In 2017, ANACOM advised the Government on the need to replace the Mainland-Azores-Madeira (CAM) Ring, which shall be operational up to the end of 2024, as its replacement is absolutely necessary to assure territorial cohesion between the Autonomous Regions and Mainland Portugal.
In June 2018, ANACOM promoted the holding of a seminar in Lisbonhttps://www.anacom.pt/render.jsp?contentId=1454658, with the participation of operators of Mainland Portugal and the Autonomous Regions, as well as members of the Regional Governments and of the Republic, where the need to replace the current CAM ring was presented. At the closing session, ANACOM challenged the sector, operators, manufacturers, etc. to consider the possibility of the future submarine cables, in the new CAM Ring, carrying out seismic detection.
In that same year, ANACOM started to promote the discussion of the possibility of seismic detection using submarine cables, and, since then, has been making contacts with suppliers and academia.

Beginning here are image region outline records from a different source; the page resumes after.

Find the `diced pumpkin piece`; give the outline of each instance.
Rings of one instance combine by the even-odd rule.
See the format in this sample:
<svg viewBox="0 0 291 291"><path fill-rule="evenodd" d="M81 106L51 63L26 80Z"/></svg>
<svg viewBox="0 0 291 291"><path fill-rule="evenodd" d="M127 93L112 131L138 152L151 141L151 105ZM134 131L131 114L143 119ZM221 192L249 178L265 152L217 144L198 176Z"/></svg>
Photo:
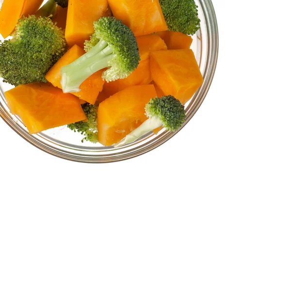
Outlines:
<svg viewBox="0 0 291 291"><path fill-rule="evenodd" d="M159 0L108 0L114 17L136 36L168 30Z"/></svg>
<svg viewBox="0 0 291 291"><path fill-rule="evenodd" d="M46 79L55 87L62 89L62 67L72 63L84 53L82 48L75 45L52 66L46 76ZM102 73L102 71L99 71L93 74L82 83L80 92L72 94L91 104L95 104L104 83Z"/></svg>
<svg viewBox="0 0 291 291"><path fill-rule="evenodd" d="M149 69L149 52L167 49L167 46L160 36L155 34L138 36L136 40L141 56L138 66L126 79L105 83L102 91L103 97L109 97L128 87L146 85L152 81ZM98 99L100 100L99 97Z"/></svg>
<svg viewBox="0 0 291 291"><path fill-rule="evenodd" d="M161 88L155 83L155 82L153 82L153 85L155 86L155 89L156 89L156 92L157 92L157 96L159 97L159 98L161 98L162 96L164 95L161 89Z"/></svg>
<svg viewBox="0 0 291 291"><path fill-rule="evenodd" d="M98 109L99 142L112 146L146 119L145 108L156 96L153 85L127 88L106 99Z"/></svg>
<svg viewBox="0 0 291 291"><path fill-rule="evenodd" d="M60 5L57 7L57 11L53 16L51 20L54 23L57 24L57 26L65 30L68 13L68 8L63 8Z"/></svg>
<svg viewBox="0 0 291 291"><path fill-rule="evenodd" d="M167 49L165 42L158 34L142 35L136 38L140 54L148 54L149 51Z"/></svg>
<svg viewBox="0 0 291 291"><path fill-rule="evenodd" d="M94 32L93 22L109 13L107 0L69 0L65 32L69 47L83 48Z"/></svg>
<svg viewBox="0 0 291 291"><path fill-rule="evenodd" d="M82 100L81 99L80 99L80 104L81 104L81 105L82 104L86 104L86 103L88 103L86 101L85 101L84 100Z"/></svg>
<svg viewBox="0 0 291 291"><path fill-rule="evenodd" d="M5 95L11 113L20 117L31 134L86 118L77 97L49 83L20 85Z"/></svg>
<svg viewBox="0 0 291 291"><path fill-rule="evenodd" d="M160 50L150 53L153 79L164 95L172 95L184 104L203 82L191 49Z"/></svg>
<svg viewBox="0 0 291 291"><path fill-rule="evenodd" d="M193 41L190 35L178 32L160 32L157 34L165 42L168 49L187 49Z"/></svg>
<svg viewBox="0 0 291 291"><path fill-rule="evenodd" d="M43 0L4 0L0 9L0 33L4 38L14 30L22 16L34 14Z"/></svg>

At the beginning of 2019, ANACOM started to closely follow the activities of the Joint Task Force SMART Cables1 (participation of the International Telecommunication Union (ITU)2, Intergovernmental Oceanographic Commission of UNESCO (IOC-UNESCO)3 and World Meteorological Organization (WMO)4) as well as the International Cable Protection Committee (ICPC)5, and identified national entities that were already developing research leading to the use of submarine cable for seismic and environmental detection, having accompanied the understanding among them.
Seismic and environmental detection, through the use of submarine communications cables, could be possible through a variety of methods that are complementary and confirm one another, either using submerged sensors (referred to as “wet” detection) or not using submerged sensors (referred to as “dry” detection).
In mid-2019, the Government created a working group, chaired by ANACOM and including representatives of various ministries of the Autonomous Regions, to study the future of submarine cables in the CAM zone. The work was completed at the end of 2019 with the submission of a report to the Governmenthttps://www.anacom.pt/render.jsp?contentId=1499946, which clearly identified the opportunity and convenience that the future submarine cables ensuring the CAM interconnection should also carry out environmental and seismic detection, with a view to the prospect of collecting scientific data and, if possible, creating conditions for the issue of warnings and notices on tsunamis and earthquakes.